Hopes for a constitution (1800–1917)

The constitutional process in Russia has its origins in the beginning of the nineteenth century. By this time, the democratic constitution of 1787 was already in effect in the United States and Britain had built up its own experience of constitutional regulation of the state through a body of statutes that acted as a constitution though were not united as a single document. With the ascent of Tsar Alexander I to the Russian throne, the idea of reforming Russia’s political system through creating a constitution that would guarantee citizens their personal freedom and civil liberties became increasingly popular. The first results of this process were seen in the Kingdom of Poland, to which Alexander I granted a constitution that provided for the creation of a  two-chamber parliament, a system of local government and freedom of the press. At the same time, work continued on a draft constitution for Russia itself, which culminated in the 1820 “Founding State Document of the Russian Empire.” Adoption of this document was postponed indefinitely, however, and Poland too ended up losing its constitutional privileges in 1830.
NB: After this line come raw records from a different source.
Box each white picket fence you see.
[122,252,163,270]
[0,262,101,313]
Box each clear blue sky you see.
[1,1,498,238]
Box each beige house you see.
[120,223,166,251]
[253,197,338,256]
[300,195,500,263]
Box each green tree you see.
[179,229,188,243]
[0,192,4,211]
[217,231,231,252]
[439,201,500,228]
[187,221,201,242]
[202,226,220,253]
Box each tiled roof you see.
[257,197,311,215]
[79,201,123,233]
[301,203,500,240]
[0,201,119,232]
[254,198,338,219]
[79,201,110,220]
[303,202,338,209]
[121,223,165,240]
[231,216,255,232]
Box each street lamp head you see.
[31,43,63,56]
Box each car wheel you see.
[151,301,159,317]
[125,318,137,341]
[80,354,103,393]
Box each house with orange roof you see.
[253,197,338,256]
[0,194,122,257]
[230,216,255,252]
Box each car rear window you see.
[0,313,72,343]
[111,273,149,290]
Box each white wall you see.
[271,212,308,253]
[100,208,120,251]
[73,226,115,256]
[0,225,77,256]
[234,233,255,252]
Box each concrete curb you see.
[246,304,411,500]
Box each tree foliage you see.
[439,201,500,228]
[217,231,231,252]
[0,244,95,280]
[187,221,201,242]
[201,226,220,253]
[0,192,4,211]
Russia came close to adopting a constitution during the reign of reformist Tsar Alexander II. The abolition of serfdom in 1861 and steps to establish a local government system in the towns and the countryside gave rise to hopes in society that the country would get a constitution. In 1881, however, just before he was due to sign a manifesto opening the way to broad economic and administrative reform, Alexander II was killed by a terrorist. This barbaric act of violence interrupted the constitutional process in Russia.
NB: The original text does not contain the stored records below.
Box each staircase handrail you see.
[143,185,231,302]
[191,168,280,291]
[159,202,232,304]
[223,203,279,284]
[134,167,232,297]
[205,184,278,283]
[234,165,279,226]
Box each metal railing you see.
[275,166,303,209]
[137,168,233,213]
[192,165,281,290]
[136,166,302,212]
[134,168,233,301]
Constitutional reform in Russia began in earnest with the manifestos issued by Tsar Nicholas II. The “Manifesto on Improving the State Order” of October 17, 1905, proclaimed “the foundations of civil liberties based on genuine personal inviolability, freedom of conscience, speech, meeting and association”. This manifesto also declared the unshakable principle that no law could take effect without the approval of the State Duma and that the elected representatives of the people would have the effective possibility of taking part in supervision of the conformity with the law of the authorities’ actions.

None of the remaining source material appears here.